May 23, 2011

Six Controversial Pricing Models For Digital Publishers

Users are now more used to receiving “free” content due to the immense amount of free information available online, and of course piracy. Unfortunately, this is bad news for publishers who are trying to monetize their digital content. 

I have compiled six pricing models and trends that I think provide lucrative opportunities as revenue streams for publishers in the digital space. 

1. The Agency Model

This model is based on the idea of moving from the ‘retail model’ of selling e-books (publishers sell to retailers, who then sell to readers at a price that the retailer determines) to the ‘agency model’ (publishers set the price, and retailers take a commission on the sale to readers). This approach gives publishers the ability to control how much digital books are sold on a per-book basis. It gives the control to publishers, similar to how music publishers sell certain digital tracks or digital albums for around $0.99 per track/$9.99 per album standard. 

2. Contextual Upsell
E-books allow publishers to interact with their customers in new ways. This interactivity can be used in a way to cross-sell products that are relevant to the publisher’s content. For example, users who are trying to learn music theory and get stuck on a particular point, they can click a help button, which points them to the publisher site where they can download relevant tutorials about specific music theory aspects for $2.99. They choose the one they need and get a new learning tool, which helps them progress in their learning. Multiply this by hundreds of thousands of users who share similar learning gaps who will purchase through the book. The combination of commerce and content provides an interesting new marketing opportunity.

3. Social Media Following
Yes, social media could eventually be a revenue model for some publishers. Building content outside the paywall to attract followings within commercial social environments is one way of building readership and an alternative way of generating revenue. Rather than trying to directly build subscribers to its paywalled content, The Sunday Times attempts to build its social media following through its Social List as a participatory, fun and engaging piece of social entertainment which eventually increases the number of paid subscribers. 

4. Virtual Credits
Earlier this month, Facebook announced it was tying up with Dealspot to let US users earn Credits in return for watching branded videos. This might work well with news sites publishing exclusive teaser videos on Facebook. Users will be willing to pay for such content. 

5. Paywall / Freemium
You probably know this one; it has applied by a number of publishers so far including Econsultancy, New Media Age and others. This model allows site visitors to view the majority of website content for free, while unlimited access requires a weekly or monthly subscription. This works mostly for news and other general-interest content that is widely available on the Web. The New York Times' paywall represents a freemium model where users are asked to subscribe after viewing a predefined number of articles a month. 

6. Pay-What-You-Want
This model has been applied by some including Radiohead who decided to let buyers name their own price for the band’s “In Rainbows” album, and Panera Bread who opened a restaurant in which customers can pay however much they think the food is worth. The “pay what you want” strategy works best when it allows companies to share social responsibility with consumers. When buyers are able to set prices in a way that directly shows their support for a cause, it proves to be successful. However, I don’t think this concept is commercially sustainable, it might be a good temporary route to follow. Besides, it requires strong relationship and loyalty between the customer and the brand. 

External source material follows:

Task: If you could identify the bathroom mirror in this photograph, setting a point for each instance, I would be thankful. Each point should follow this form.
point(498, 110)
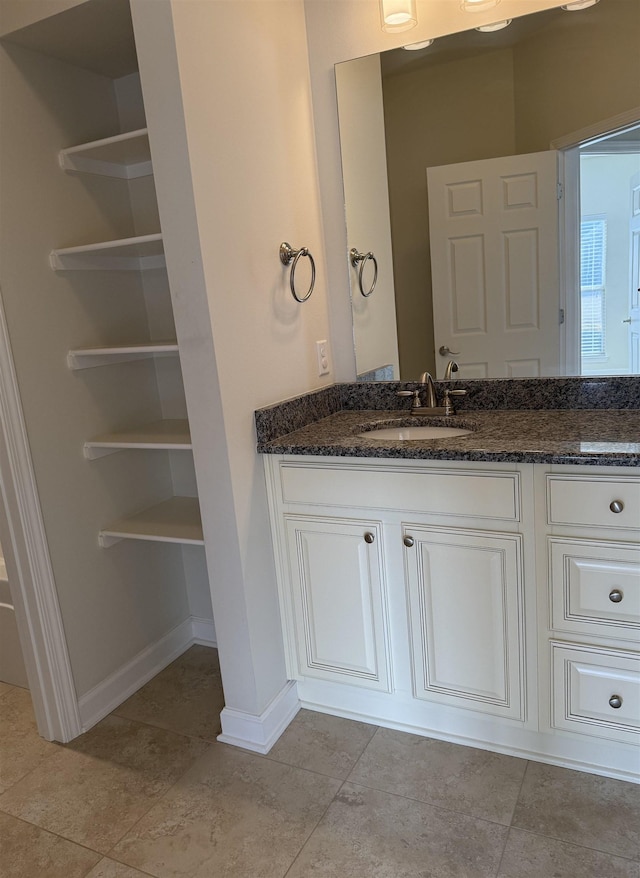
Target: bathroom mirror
point(522, 282)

These are tough times for publishers to try and make sense of their pricing model, but it should be noted that success is directly related to the quality of content. According to a study by eMarketer, if the publication has content that the consumer believes is of quality and worth paying for, they will. The publisher then has to figure out how much that consumer is willing to spend and develop a reasonable pricing model. It all goes down to two interconnected points; the monetization strategy and the quality of the content.